Leah Brady and sister Lois Whitney, Shoshone Indians living in Elko, are integral partners of the California Trail Interpretive Center.
Leah and Lois’ Mother Elizabeth Brady (…White-Knife band), and father Webb (Pine-eater band) taught the girls Shoshone arts and survival. Mary Hall (Ft. Hall, Idaho?) the girls’ grandmother and her daughter Eva Piffero and other relatives were willow and buckskin workers, making raw hide braids, ropes, hackamores, and reins, buckskin gloves and Elizabeth made cradle boards.
In this video Leah demonstrates Shoshone style weaving of tule and willow baskets. She made items that dress the Indian doll in the case, and sister Lois crafted the cradle board.
In front of the case are two small tule baskets for carrying small items. The large burden basket was made by Leah to collect pine cones. Pine nuts are winnowed (separated from the chaff) using the flatter willow basket and then cooked using hot rocks in that same basket. At the end of the table is a willow basket incorporating Oregon willow and cherry bark. The red basket is from Nevada Red Twig Dogwood, a hardwood which is more difficult to weave.

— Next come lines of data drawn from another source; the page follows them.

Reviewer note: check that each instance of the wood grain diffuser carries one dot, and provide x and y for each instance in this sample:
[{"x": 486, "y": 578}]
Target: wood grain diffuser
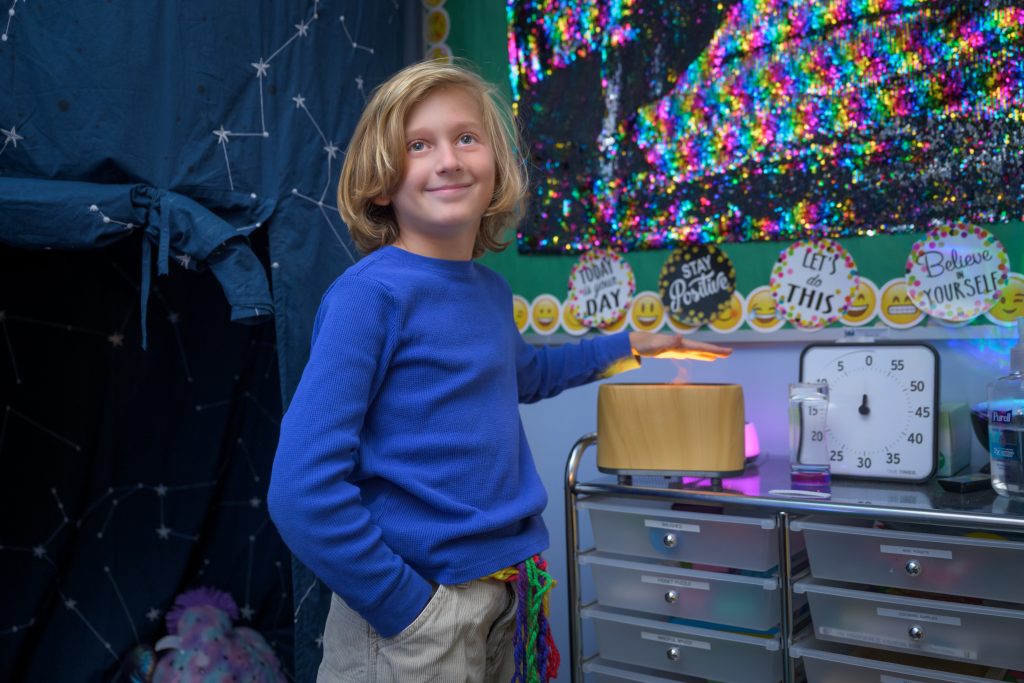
[{"x": 693, "y": 429}]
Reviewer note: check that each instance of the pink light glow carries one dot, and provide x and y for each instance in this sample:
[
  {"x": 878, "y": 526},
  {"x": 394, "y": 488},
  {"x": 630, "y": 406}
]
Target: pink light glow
[{"x": 751, "y": 444}]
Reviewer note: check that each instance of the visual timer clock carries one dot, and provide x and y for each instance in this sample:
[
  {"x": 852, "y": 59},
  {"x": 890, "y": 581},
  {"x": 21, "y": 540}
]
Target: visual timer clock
[{"x": 883, "y": 407}]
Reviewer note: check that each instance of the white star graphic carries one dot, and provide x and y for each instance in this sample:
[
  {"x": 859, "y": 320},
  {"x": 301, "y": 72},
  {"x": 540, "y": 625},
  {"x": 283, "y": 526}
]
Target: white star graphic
[
  {"x": 260, "y": 68},
  {"x": 11, "y": 136}
]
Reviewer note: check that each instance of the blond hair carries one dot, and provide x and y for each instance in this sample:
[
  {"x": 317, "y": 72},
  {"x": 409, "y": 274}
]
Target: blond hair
[{"x": 375, "y": 161}]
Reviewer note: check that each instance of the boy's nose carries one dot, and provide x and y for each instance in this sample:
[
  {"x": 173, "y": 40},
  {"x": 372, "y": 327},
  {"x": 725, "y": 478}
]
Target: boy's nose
[{"x": 448, "y": 159}]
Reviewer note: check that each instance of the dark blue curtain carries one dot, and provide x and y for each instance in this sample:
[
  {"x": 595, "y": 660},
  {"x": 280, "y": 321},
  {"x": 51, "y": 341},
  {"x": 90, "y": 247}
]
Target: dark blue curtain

Leah teaches basket-making classes at the Trail Center, and sister Lois during “Trail Days” prepares pine nut gravy and chokecherry pudding, which were real treats in the old days. When you taste, it’s not hard to see why they were special treats–delicious! I remember the year Lois cooked a prairie dog (ground hog) in the ground, skinned it and let visitors taste the dark meat. She cooks outside the Indian section of the Trail Center. Both girls helped supervise and construct the Gani, temporary Shoshone shelters behind the Center. The Trail Center is fortunate to have authentic American Indian cooperation and culture so accurately and willingly represented.